Antennae and wing spots

Use DMC 3371 with one strand. Make antennae as two tiny straight stitches or a narrow V. For spots, use single seed stitches or one-wrap French knots rather than large knots.

Flight trails

Mark the curve lightly with removable pencil, then stitch staggered dots in 841. Vary the direction of the tiny stitches so the path looks hand-drawn and fluttery.

Flower clusters

Scatter the white blossoms between butterflies to guide the eye around the wreath. Use five lazy-daisy petals and a small knot center, or simplify to three petals where space is tight.

Practical Embroidery Tips

  1. Use a firm neutral fabric. The pale wings need contrast, so natural linen or cotton-linen in oatmeal, warm grey, or flax is ideal.
  2. Keep the hoop tension even. Long satin stitches on butterfly wings can pucker if the fabric relaxes while stitching.
  3. Shorten satin stitches on larger wings. Split big wing areas into narrow fan sections so the floss lies smoothly and does not snag.
  4. Stitch mirrored wings separately. Complete one wing half, then rotate the hoop and match the stitch angle on the opposite side.
  5. Do the darkest details last. Brown bodies and antennae are tiny but visually strong; adding them last prevents smudgy-looking corrections.
  6. Press from the back.
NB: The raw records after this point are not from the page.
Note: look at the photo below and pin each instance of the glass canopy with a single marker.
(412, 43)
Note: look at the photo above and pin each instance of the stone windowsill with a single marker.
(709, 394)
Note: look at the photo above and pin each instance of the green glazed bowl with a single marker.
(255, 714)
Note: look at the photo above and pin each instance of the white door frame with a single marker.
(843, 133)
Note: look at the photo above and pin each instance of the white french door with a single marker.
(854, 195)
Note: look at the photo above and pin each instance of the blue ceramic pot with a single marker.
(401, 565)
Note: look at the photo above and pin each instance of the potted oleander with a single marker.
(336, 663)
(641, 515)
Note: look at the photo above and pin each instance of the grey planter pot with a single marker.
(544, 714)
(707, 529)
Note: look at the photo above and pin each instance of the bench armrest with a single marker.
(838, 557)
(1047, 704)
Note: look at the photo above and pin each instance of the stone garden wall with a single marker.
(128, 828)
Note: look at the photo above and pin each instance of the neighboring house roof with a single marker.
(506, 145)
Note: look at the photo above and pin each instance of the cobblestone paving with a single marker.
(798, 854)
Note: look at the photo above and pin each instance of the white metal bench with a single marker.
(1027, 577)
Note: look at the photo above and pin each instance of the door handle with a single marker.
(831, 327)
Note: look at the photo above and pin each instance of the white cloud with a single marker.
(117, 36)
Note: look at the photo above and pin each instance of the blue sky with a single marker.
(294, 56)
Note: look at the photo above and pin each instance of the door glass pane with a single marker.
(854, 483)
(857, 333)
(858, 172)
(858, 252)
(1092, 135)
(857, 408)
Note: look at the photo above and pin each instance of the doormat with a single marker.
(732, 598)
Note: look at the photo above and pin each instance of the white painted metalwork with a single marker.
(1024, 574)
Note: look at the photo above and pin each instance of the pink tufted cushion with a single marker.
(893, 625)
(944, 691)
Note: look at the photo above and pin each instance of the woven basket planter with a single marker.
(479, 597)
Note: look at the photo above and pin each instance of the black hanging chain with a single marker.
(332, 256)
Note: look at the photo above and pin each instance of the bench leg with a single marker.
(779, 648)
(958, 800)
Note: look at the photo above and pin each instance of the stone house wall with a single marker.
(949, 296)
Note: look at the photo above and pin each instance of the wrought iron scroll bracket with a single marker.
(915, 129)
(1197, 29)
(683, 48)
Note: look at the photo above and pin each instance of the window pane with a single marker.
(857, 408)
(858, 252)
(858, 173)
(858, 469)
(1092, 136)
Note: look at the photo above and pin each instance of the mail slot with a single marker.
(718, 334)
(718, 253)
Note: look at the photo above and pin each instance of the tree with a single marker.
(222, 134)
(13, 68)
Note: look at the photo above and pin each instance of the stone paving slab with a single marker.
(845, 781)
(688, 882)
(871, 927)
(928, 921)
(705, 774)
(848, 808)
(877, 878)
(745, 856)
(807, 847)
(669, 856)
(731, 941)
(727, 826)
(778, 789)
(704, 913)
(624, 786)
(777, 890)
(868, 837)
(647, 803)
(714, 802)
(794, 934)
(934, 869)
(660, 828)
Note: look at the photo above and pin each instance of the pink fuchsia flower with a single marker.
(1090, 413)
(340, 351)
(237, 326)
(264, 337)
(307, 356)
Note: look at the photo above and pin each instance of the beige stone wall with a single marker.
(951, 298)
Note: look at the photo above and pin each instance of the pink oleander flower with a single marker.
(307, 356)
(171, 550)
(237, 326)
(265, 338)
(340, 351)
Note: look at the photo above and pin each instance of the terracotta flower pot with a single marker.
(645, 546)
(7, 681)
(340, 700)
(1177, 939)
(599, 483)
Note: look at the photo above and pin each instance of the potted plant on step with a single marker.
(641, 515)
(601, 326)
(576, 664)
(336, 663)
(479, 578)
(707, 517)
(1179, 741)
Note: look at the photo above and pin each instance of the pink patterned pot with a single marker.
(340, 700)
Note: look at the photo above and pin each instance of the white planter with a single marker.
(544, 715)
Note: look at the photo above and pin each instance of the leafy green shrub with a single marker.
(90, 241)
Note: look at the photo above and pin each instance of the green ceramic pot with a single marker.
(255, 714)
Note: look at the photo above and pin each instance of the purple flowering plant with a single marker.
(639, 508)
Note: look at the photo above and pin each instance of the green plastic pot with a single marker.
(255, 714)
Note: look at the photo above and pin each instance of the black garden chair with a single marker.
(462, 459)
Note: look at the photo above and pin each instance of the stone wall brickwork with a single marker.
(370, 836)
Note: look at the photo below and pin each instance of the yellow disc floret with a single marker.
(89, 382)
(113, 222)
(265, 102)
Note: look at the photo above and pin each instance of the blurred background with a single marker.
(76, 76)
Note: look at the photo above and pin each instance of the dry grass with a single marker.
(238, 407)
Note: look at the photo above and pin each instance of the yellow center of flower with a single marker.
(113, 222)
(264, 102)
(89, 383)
Place the finished work face-down on a towel and steam gently from the reverse to preserve raised knots and wing texture.

Quick Starter Plan

For a softer beginner version

Use two strands for all wing fills, one strand for outlines, and skip complex shading. Choose one pink, one lavender, one blue, one cream, one peach, white, trail brown, and body brown.

For a more dimensional version

Use long-and-short shading on each butterfly, add single-strand vein overlays, couch a few wing edges with matching thread, and place tiny B5200 highlights where wings catch the light.